Unfortunately, there is one AO technique that is immediately obvious and hard for Aggregators to combat. Typically, the Aggregator redirects the browser to the preserved version closest in time to the browser's requested Datetime, together with headers pointing to earlier and later versions. The higher the proportion of the Aggegator's time index taken up by links to my archive, the higher the probability that my archive will get the redirect. This proportion depends on how many versions my archive tells the Aggregator it has. If my archive lies, saying for example that it has a version of the site every 5 seconds, it will be pretty much guaranteed to get the redirect, at least until a competing archive figures this out and claims to have a version every 2 seconds.

This example shows that Aggregators are mis-named. They cannot simply aggregate what archives tell them. Trust such as this is too easily abused in the Internet. They will need to assess the credibility of the information they collect, and the usefulness of the content to which it points.

This verification won't be easy, as the example of the Internet Archive's collection of Graft shows. The reason the Internet Archive thinks it has the full-text content is that the Graft web server, in common with almost all subscription content servers, did not conform to the HTTP standard. Conforming would have required it to return a request for authentication or payment before accessing the full-text content with a 401 or 402 error status. Instead, the Graft server lied, returning a page asking for authentication or payment with a 200 success status. The Internet Archive's crawler fell for the lie, believing that this was the page it was supposed to get by following the full-text link. The Internet Archive is not supposed to collect subscription content, but the LOCKSS system is. The LOCKSS system had to implement custom per-site login page detectors to determine whether what it was collecting was actual content, or a login page. This is a very simple example; as the AO arms race heats up much more complex verification techniques will be required.

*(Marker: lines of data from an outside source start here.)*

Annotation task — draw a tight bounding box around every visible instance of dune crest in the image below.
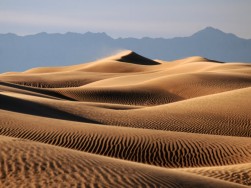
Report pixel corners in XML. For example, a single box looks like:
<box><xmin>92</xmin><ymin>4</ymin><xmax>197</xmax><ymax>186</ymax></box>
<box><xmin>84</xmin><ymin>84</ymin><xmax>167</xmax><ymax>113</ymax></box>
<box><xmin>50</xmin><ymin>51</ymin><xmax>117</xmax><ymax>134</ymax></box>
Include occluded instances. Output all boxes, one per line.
<box><xmin>0</xmin><ymin>50</ymin><xmax>251</xmax><ymax>187</ymax></box>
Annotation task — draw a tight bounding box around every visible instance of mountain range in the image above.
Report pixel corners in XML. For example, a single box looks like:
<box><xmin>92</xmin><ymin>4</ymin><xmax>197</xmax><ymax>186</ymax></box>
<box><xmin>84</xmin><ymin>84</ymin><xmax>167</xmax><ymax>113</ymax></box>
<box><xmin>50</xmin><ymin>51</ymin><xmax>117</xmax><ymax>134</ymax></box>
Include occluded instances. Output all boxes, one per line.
<box><xmin>0</xmin><ymin>27</ymin><xmax>251</xmax><ymax>73</ymax></box>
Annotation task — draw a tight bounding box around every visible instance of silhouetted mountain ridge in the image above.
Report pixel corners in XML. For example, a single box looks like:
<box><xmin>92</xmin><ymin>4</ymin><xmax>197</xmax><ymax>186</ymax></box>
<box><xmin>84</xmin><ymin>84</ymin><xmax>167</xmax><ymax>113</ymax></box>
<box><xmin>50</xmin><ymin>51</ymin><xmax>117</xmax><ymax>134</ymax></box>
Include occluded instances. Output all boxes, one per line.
<box><xmin>0</xmin><ymin>27</ymin><xmax>251</xmax><ymax>72</ymax></box>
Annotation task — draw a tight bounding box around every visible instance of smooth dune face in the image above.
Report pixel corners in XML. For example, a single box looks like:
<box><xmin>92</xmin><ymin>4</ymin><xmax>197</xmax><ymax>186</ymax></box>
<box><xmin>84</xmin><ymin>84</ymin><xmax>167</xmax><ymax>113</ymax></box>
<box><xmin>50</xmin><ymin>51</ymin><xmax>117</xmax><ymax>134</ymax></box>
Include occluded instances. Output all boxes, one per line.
<box><xmin>0</xmin><ymin>51</ymin><xmax>251</xmax><ymax>187</ymax></box>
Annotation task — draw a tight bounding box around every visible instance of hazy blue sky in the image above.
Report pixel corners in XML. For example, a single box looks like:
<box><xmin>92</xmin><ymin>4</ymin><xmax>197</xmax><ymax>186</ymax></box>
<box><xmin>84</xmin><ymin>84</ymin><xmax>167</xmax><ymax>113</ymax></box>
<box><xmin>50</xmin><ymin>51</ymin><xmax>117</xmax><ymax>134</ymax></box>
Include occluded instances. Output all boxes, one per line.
<box><xmin>0</xmin><ymin>0</ymin><xmax>251</xmax><ymax>38</ymax></box>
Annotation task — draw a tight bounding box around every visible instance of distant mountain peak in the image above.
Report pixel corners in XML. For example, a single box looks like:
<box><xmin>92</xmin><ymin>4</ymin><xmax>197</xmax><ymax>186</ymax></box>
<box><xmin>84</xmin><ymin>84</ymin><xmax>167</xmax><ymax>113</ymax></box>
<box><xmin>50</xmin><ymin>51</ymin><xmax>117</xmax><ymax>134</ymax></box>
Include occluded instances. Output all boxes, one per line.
<box><xmin>192</xmin><ymin>27</ymin><xmax>226</xmax><ymax>36</ymax></box>
<box><xmin>114</xmin><ymin>50</ymin><xmax>160</xmax><ymax>65</ymax></box>
<box><xmin>192</xmin><ymin>26</ymin><xmax>239</xmax><ymax>39</ymax></box>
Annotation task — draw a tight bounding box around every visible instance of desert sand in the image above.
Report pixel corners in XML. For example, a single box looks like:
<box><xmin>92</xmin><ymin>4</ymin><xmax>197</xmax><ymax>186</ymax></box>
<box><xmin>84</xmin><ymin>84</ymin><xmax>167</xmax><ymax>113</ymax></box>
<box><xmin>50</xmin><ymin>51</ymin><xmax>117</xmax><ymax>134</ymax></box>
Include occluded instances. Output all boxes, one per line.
<box><xmin>0</xmin><ymin>51</ymin><xmax>251</xmax><ymax>188</ymax></box>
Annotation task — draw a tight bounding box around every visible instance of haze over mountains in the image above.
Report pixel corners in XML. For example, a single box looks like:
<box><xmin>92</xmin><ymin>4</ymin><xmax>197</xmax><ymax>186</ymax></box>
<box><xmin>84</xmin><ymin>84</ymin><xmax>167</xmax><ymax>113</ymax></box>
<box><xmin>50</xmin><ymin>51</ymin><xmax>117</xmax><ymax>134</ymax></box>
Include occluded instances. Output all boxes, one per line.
<box><xmin>0</xmin><ymin>27</ymin><xmax>251</xmax><ymax>73</ymax></box>
<box><xmin>0</xmin><ymin>51</ymin><xmax>251</xmax><ymax>188</ymax></box>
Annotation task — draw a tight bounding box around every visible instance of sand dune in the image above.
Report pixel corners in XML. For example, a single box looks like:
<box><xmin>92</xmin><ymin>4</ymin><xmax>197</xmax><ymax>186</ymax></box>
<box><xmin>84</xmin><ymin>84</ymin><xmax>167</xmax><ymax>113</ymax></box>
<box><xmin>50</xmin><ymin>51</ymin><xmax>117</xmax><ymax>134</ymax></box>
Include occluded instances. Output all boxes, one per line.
<box><xmin>0</xmin><ymin>51</ymin><xmax>251</xmax><ymax>187</ymax></box>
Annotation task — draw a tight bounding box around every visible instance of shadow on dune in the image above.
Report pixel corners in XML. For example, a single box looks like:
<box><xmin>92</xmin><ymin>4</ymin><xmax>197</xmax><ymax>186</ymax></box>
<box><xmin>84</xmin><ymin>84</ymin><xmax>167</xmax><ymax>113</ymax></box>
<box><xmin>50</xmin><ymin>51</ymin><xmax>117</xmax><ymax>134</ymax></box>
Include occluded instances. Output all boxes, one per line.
<box><xmin>0</xmin><ymin>94</ymin><xmax>101</xmax><ymax>124</ymax></box>
<box><xmin>0</xmin><ymin>82</ymin><xmax>74</xmax><ymax>101</ymax></box>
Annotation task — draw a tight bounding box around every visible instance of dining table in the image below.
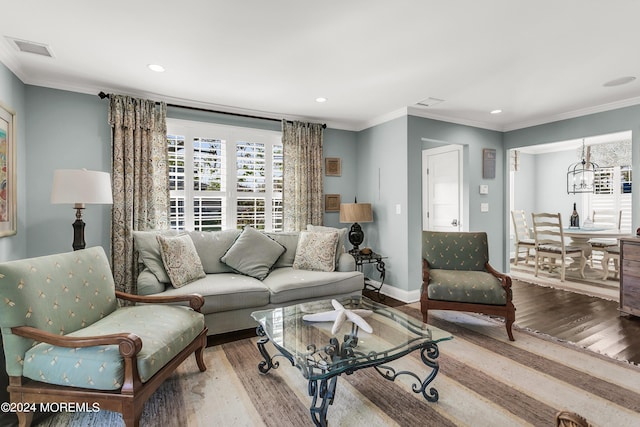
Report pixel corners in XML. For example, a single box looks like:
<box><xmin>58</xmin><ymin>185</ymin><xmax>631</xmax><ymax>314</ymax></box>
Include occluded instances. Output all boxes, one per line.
<box><xmin>562</xmin><ymin>227</ymin><xmax>631</xmax><ymax>275</ymax></box>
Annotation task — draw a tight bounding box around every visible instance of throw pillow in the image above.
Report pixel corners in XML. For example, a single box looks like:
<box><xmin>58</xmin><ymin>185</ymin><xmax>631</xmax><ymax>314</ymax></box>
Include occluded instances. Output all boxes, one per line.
<box><xmin>157</xmin><ymin>234</ymin><xmax>205</xmax><ymax>288</ymax></box>
<box><xmin>189</xmin><ymin>229</ymin><xmax>241</xmax><ymax>274</ymax></box>
<box><xmin>220</xmin><ymin>227</ymin><xmax>285</xmax><ymax>280</ymax></box>
<box><xmin>293</xmin><ymin>231</ymin><xmax>338</xmax><ymax>271</ymax></box>
<box><xmin>265</xmin><ymin>231</ymin><xmax>300</xmax><ymax>268</ymax></box>
<box><xmin>133</xmin><ymin>230</ymin><xmax>178</xmax><ymax>283</ymax></box>
<box><xmin>307</xmin><ymin>224</ymin><xmax>349</xmax><ymax>266</ymax></box>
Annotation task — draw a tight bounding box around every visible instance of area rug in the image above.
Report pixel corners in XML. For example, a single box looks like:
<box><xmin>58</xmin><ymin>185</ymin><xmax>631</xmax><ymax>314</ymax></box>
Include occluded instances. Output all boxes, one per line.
<box><xmin>37</xmin><ymin>306</ymin><xmax>640</xmax><ymax>427</ymax></box>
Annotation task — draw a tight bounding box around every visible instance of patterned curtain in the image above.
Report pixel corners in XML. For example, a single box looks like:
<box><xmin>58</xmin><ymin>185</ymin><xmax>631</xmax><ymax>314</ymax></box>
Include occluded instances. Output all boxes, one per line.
<box><xmin>282</xmin><ymin>120</ymin><xmax>323</xmax><ymax>231</ymax></box>
<box><xmin>109</xmin><ymin>95</ymin><xmax>169</xmax><ymax>293</ymax></box>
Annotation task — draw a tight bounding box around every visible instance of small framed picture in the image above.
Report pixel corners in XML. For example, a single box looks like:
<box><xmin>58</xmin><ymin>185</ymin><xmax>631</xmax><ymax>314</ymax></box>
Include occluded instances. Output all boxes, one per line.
<box><xmin>482</xmin><ymin>148</ymin><xmax>496</xmax><ymax>179</ymax></box>
<box><xmin>324</xmin><ymin>157</ymin><xmax>342</xmax><ymax>176</ymax></box>
<box><xmin>324</xmin><ymin>194</ymin><xmax>340</xmax><ymax>212</ymax></box>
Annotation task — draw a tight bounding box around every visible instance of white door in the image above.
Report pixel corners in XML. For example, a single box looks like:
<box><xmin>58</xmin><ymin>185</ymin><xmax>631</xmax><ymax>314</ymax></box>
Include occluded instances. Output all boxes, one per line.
<box><xmin>422</xmin><ymin>145</ymin><xmax>463</xmax><ymax>231</ymax></box>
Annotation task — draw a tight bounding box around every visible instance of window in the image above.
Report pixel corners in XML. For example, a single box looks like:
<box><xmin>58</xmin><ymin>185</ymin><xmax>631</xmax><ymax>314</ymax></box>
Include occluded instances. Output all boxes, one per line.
<box><xmin>583</xmin><ymin>166</ymin><xmax>632</xmax><ymax>231</ymax></box>
<box><xmin>167</xmin><ymin>119</ymin><xmax>283</xmax><ymax>231</ymax></box>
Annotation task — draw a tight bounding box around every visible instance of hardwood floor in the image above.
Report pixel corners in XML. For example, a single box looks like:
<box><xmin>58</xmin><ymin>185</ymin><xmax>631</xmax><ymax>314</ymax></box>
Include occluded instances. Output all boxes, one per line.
<box><xmin>513</xmin><ymin>280</ymin><xmax>640</xmax><ymax>364</ymax></box>
<box><xmin>364</xmin><ymin>280</ymin><xmax>640</xmax><ymax>364</ymax></box>
<box><xmin>208</xmin><ymin>286</ymin><xmax>640</xmax><ymax>364</ymax></box>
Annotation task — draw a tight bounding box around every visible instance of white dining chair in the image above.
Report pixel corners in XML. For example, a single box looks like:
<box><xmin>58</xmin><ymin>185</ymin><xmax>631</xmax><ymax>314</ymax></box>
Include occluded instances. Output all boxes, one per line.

The big lesson of the last decade's work on digital preservation is the difficulty of finding a sustainable business model for it. A problem doesn't get a Blue Ribbon Task Force unless it is difficult, and their report doesn't solve it. Bill Bowen, someone with experience of finding archiving business models, is more pessimistic than the report:
"it has been more challenging for Portico to build a sustainable model than parts of the report suggest."
The Aggregators will be substantial pieces of Internet infrastructure and, as we have seen, they are likely to need continual R&D to combat AO techniques. They also will need a sustainable business model. As yet, I have seen no suggestions for this.

There is a particular problem in finding a sustainable Aggregator business model. The Memento designers deserve plaudits for making Aggregators transparent to the reader. As we found with the LOCKSS system, making archive services transparent to readers may be an impressive technological feat, and a triumph of discreet user interface design, but it poses business model problems. It is hard to get users to pay for an invisible service. You can't brand it, or sell ads on it, or implement pay-per-view. Of course, there are many ways to build a non-transparent Aggregator. Instead of redirecting to the preferred version, it could insert interstitial ads, or show the preferred version in a frame surrounded by ads. All of these degrade the user experience, but one or more of them may be needed.

1 comment:

David. said...

The New York Times reveals a little corner of the byzantine Search Engine Optimization market. Think of the archive market with even one percent of this kind of cut-throat competition, and no equivalent of Google pushing back.